Work with product teams to promote availability, resilience, and stability.
Build, manage, and optimize resilient, scalable cloud platforms using AWS-native services.
Lead and execute cloud migration initiatives, ensuring minimal downtime, performance optimization, and adherence to architectural best practices.
Implement and maintain CI/CD pipelines to enable reliable, automated, and secure application deployments.
Ensure platforms meet high availability, scalability, fault tolerance, and disaster recovery requirements.
Design, implement, and continuously improve observability solutions, including: Monitoring, Logging, Alerting, Distributed tracing using tools such as Prometheus, Grafana, ELK/OpenSearch, OpenTelemetry, Datadog, and Splunk.
Instrument applications and infrastructure to provide end-to-end visibility into system health, performance, and reliability.
Proactively identify performance bottlenecks, capacity risks, and failure points; recommend and implement remediation strategies.
Lead incident response, providing rapid triage and resolution during production outages or performance degradation.
Conduct root cause analysis (RCA) for critical incidents and drive corrective and preventive actions.

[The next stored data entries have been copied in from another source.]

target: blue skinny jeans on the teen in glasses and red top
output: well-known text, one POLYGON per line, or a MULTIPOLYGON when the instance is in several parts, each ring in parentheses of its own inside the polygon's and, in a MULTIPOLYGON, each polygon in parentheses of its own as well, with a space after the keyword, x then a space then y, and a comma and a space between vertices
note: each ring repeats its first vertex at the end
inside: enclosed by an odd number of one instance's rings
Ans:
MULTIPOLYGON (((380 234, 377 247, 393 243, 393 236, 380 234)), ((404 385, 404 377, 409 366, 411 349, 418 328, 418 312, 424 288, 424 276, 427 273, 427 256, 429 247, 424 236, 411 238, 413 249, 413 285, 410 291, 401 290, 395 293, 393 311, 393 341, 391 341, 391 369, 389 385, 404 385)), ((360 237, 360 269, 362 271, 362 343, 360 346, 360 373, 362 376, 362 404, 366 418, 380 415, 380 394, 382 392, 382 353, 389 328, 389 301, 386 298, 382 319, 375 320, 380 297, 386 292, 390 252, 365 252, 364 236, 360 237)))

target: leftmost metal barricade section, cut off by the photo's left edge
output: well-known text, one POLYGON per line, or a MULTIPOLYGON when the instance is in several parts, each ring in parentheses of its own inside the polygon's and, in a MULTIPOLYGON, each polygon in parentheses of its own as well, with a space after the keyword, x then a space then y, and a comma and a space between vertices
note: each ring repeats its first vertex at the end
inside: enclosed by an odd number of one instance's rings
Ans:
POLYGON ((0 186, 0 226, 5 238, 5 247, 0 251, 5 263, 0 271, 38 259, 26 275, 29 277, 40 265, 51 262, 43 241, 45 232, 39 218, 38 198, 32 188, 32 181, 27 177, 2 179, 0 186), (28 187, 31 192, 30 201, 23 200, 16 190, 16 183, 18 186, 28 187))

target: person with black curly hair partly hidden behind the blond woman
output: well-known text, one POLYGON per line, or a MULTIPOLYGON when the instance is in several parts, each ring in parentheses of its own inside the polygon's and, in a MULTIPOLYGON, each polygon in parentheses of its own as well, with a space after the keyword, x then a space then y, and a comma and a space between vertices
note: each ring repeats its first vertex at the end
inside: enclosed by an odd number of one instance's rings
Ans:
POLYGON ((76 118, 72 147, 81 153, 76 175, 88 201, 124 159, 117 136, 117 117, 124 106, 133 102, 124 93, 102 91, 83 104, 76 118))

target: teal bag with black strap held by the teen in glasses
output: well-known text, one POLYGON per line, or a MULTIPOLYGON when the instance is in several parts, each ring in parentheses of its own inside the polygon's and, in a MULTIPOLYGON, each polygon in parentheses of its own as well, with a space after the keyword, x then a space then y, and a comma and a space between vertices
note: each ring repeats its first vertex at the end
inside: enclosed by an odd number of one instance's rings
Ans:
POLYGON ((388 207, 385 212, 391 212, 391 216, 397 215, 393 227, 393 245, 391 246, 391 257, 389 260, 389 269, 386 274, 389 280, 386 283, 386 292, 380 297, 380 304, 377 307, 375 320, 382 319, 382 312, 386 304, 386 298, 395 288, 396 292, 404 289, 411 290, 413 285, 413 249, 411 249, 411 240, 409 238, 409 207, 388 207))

Collaborate closely with development, infrastructure, security, and business teams to ensure alignment with operational and business objectives.

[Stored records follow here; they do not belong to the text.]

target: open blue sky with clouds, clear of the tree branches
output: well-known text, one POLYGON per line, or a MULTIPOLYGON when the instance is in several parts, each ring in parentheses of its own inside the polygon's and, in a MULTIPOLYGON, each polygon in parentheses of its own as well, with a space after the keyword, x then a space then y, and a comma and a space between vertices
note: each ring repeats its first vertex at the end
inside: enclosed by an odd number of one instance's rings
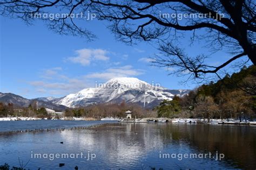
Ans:
MULTIPOLYGON (((146 42, 128 46, 114 39, 106 23, 84 21, 97 39, 61 36, 49 30, 43 22, 28 26, 18 19, 1 17, 1 83, 0 91, 26 98, 55 96, 95 87, 111 77, 137 77, 140 80, 160 83, 169 89, 192 89, 198 84, 180 84, 184 77, 168 75, 164 68, 150 66, 150 56, 157 49, 146 42)), ((197 55, 207 52, 197 44, 188 46, 189 37, 180 45, 186 52, 197 55)), ((226 60, 225 53, 216 53, 217 64, 226 60)))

Analyze and reverse‑engineer existing applications to understand system behavior, integrations, and dependencies.
Continuously evaluate emerging technologies, tools, and industry trends to improve platform reliability and operational efficiency.
Demonstrate adaptability and a strong learning mindset in a fast-paced, evolving environment.
Apply Generative AI tools responsibly to improve productivity, including assisting with analysis, documentation, summarization, and ideation activities.
Utilize SQL and relational databases (Oracle or other RDBMS) to support application troubleshooting, reporting, and performance analysis.